Теперь я довольно ясно представляю себе их пропавшего Штиллера: он женственная натура. Ему кажется, что у него нет воли, но она у него есть, иной раз даже в избытке, и он пользуется ею, чтобы не быть самим собой. Личность его несколько расплывчата, отсюда тяга к радикализму. Ум достаточно заурядный и нетренированный, внезапные озарения он предпочитает стабильной интеллигентности, ибо интеллигентность ставит человека перед решениями. Иногда он упрекает себя в трусости и спешит принять решения, которые потом не претворяет в жизнь. Он моралист, как почти все люди, не приемлющие себя. А иногда подвергает себя ненужной опасности, даже смертельной, только бы доказать себе, что он борец. Фантазии у него хоть отбавляй. Из-за повышенной требовательности к себе страдает классическим комплексом неполноценности и чувство своей вины принимает за глубину чувств, даже за религиозность.

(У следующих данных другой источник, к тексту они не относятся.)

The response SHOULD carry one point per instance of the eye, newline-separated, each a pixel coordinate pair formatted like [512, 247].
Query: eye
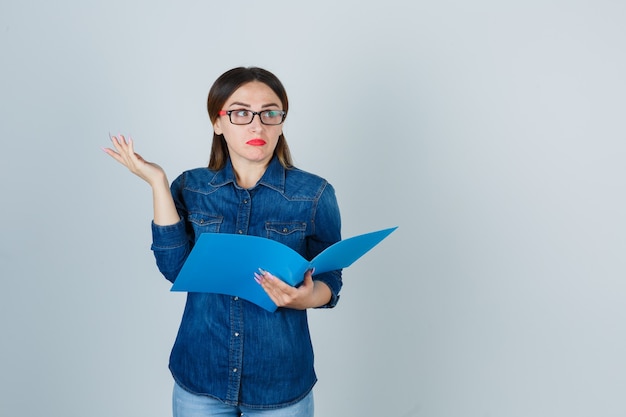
[273, 113]
[241, 113]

Он приятный человек, у него есть шарм, не охотник до споров. Но в тех случаях, когда шармом не возьмешь, – замыкается, впадает в уныние. Хочет быть правдивым, а неистребимое желание быть правдивым своего рода лживость – правдоискательство порой граничит с эксгибиционизмом, ибо это стремление раскрыть, обнажить какую-то точку в сознании, какое-то темное пятнышко и быть правдивым, более правдивым, чем все другие люди. Он сам толком не знает, где эта точка, эта дыра, возникающая снова и снова, и пугается, когда ее нет. Он всегда в ожидании и любит неопределенность. Он из тех, кого всюду, где бы он ни находился, преследует мысль, что в другом месте лучше. Он бежит от «сегодня» и от «здесь», по крайней мере, внутренне. Он не терпит лета, как вообще не терпит настоящего, он любит осень, сумерки, меланхолию, его стихия – преходящее. Женщинам кажется, что он их понимает. С мужчинами он дружит редко. Среди них он не чувствует себя настоящим мужчиной. Но основной его страх – страх собственной неполноценности – заставляет его бояться и женщин. Он берет больше, чем может удержать, но, если партнерша почувствует, где его предел, окончательно теряет мужество. Такой, какой он есть, он не может, не в состоянии быть любимым и потому невольно пренебрегает каждой по-настоящему любящей его женщиной, ибо, поверив в любовь, он будет вынужден поверить в себя, а от этого он бесконечно далек.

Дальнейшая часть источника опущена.